The chemistry committee cited in particular the method’s success in recently illuminating the structure of the Zika virus. And the committee added that recent technical developments in CMOS-based sensors and CCDs to allow direct detection of electrons could ratchet up the technique’s signal-to-noise ratio and the speed of data throughput.
Reached by telephone during the prize announcement, Frank—asked the predictable question about the work’s “immediate practical use”—noted that often the implications of fundamental research aren’t felt in the medical clinic for years, yet they can have an immense impact. “X-ray crystallography, during the past five decades, has resulted in 100,000 structures that are all publicly available, and they now form the basis of molecular medicine,” he said. “The same transformation will happen with … cryo-electron microscopy.”
More fodder for Nobel critics?
With the selection of the chemistry laureates, the Swedish Academy of Sciences has now named the recipients of all three of the “hard science” Nobel Prizes for 2017. And the specific choices are likely to provide further grist for those who criticize the Academy for being insufficiently inclusive in its selection process.
In an interesting exchange after the main prize announcement, a journalist from China noted that seven out of the nine prize recipients this year are from institutions in the United States, and asked Göran Hansson, the secretary general of the Academy, why other societies have been less represented.
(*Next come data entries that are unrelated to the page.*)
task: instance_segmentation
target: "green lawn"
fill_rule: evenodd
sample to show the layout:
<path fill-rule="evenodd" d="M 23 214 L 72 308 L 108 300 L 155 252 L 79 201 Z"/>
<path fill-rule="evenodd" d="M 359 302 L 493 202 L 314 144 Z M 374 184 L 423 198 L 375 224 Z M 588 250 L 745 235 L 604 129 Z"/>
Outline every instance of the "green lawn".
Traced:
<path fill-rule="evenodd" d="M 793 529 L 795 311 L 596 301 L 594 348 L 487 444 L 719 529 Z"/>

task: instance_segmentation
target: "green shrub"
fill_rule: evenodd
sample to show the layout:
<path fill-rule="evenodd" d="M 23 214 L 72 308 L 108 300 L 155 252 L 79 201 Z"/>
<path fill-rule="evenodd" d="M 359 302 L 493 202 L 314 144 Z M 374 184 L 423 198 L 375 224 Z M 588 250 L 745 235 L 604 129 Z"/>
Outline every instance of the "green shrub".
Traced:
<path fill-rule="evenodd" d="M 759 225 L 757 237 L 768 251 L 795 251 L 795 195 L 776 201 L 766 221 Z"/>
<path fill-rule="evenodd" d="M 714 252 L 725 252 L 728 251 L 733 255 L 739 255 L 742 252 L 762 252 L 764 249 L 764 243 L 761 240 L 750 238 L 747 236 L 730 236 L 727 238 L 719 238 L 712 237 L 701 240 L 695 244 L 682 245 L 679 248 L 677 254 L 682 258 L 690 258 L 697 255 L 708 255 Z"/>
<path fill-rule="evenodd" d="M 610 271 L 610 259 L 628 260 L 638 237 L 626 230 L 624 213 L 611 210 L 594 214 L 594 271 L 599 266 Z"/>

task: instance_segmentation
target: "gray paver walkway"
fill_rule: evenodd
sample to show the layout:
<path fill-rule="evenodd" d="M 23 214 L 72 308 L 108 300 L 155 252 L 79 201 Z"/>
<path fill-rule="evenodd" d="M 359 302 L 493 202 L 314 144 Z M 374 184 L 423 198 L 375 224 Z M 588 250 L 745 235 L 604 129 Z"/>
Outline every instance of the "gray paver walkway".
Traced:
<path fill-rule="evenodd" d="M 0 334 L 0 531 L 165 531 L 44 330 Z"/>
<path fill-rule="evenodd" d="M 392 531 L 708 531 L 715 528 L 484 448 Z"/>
Hansson’s answer pointed to the support—including financial support—of basic, curiosity-driven research in the United States since World War II, though he was also at pains to stress that these conditions “are not unique to the United States.” He also cited the difficulty that other societies have historically had, in situations such as economic disadvantage and colonialism, in “mobilizing enough resources for science.”
The prizes have also been criticized for heavily favoring male recipients, and the nine 2017 science laureates are indeed exclusively male (and white). Before the announcements, there was widespread speculation that one of the prizes might go to the discovery of the CRISPR gene-editing technique, which likely would have awarded the prize to several women. However, CRISPR is currently the subject of a rather acrimonious patent dispute between two universities, and the Nobel committees may not have wanted to wade into that particular swamp.